Individual behavior plays a central role in the disease burden faced by society (Kessler/Zhang, 2014). Seldom has this impact of health behavior on society and also on economy been so strongly evident as at the current Ebola crises in West Africa. The BBC Africa Debate in Ghana discussed the role of the weak health system in West Africa and its challenges to cope with Ebola. The discussion included inter alia representative of the Ghana and Liberian governments, of the WHO and of Medicine sans Frontières, as well as the audience, representing the voices of (educated) common people but mostly doctors and nurses, faced by the problem.
Two central problems haven been clear due to the discussion. First, the weak health system in some West African countries is mainly not a problem of lack of equipment or capacity constraints but one of unhealthy public behavior. In West Africa, population strongly deviates from rational health behavior, causing negative externalities. Second, in this setting of a weak health system, the intervention of government is highly necessary. However, not only did the government action fail to stabilize the health system, but rather caused an atmosphere of mistrust.
In countries mostly hidden by Ebola, Guinea, Liberia, Sierra Leone, the population is not taking the standard requirement to protect against the spread of the disease. Families want to take care of Ebola infected or passed family members themselves instead of visiting the hospitals or sterilisation centers. They do not consider, that while washing or burying their beloved they could get infected. Prevention care like washing hands or not eating from stand sides are considered time costly, so people are not seeing the benefits and are therefore not engaging in this behavior. How important preventative care is shows in Nigeria which claims, after six week of no cases, to be free of Ebola. In Nigeria, the population is aware of the severity of the disease and behaves in accordance by e.g. not shaking hands with each other. This behaviour causes positive externalities to the whole society and resulted in the defeat of the epidemic.

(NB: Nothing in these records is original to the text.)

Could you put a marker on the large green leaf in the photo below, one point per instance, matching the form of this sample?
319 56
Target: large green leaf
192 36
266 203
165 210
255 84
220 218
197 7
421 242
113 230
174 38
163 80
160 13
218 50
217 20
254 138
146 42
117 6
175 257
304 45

What responsibility does the government have in this scenario? A question asked to each countries representative in the discussion, mutually answered with “none”. No wonder why not only the lack of a public communication system causes irrational behavior, but also the mistrust in governmental information’s and actions. In Liberia, the government reacted to the irrational behavior of the population with a temporary legal punishment for every unreported Ebola case which caused no impact to cope with Ebola. In Sierra Leone a recent three day lockdown of the population has been used to hand out bars of soap, to inform on how to prevent infection and to survey household to discover new cases. 130 unreported cases of Ebola have been found, showing the lack of trust the general population has for government actions in hospitals and sterilisation centers.
In conclusion, the BBC Africa Debate resulted in:
It was a very hard task for West African government to defeat Ebola from the beginning, because the epidemic was unknown and needed a long time to be discovered. However, the weak health system in Guinea, Liberia and Sierra Leone, resulted in further difficulties to cope with it. The central problem is thereby the irrational behavior of individuals caused by uninformed decisions and mistrust in government actions. This behavior results in negative externalities, making it impossible to handle the spread of the virus.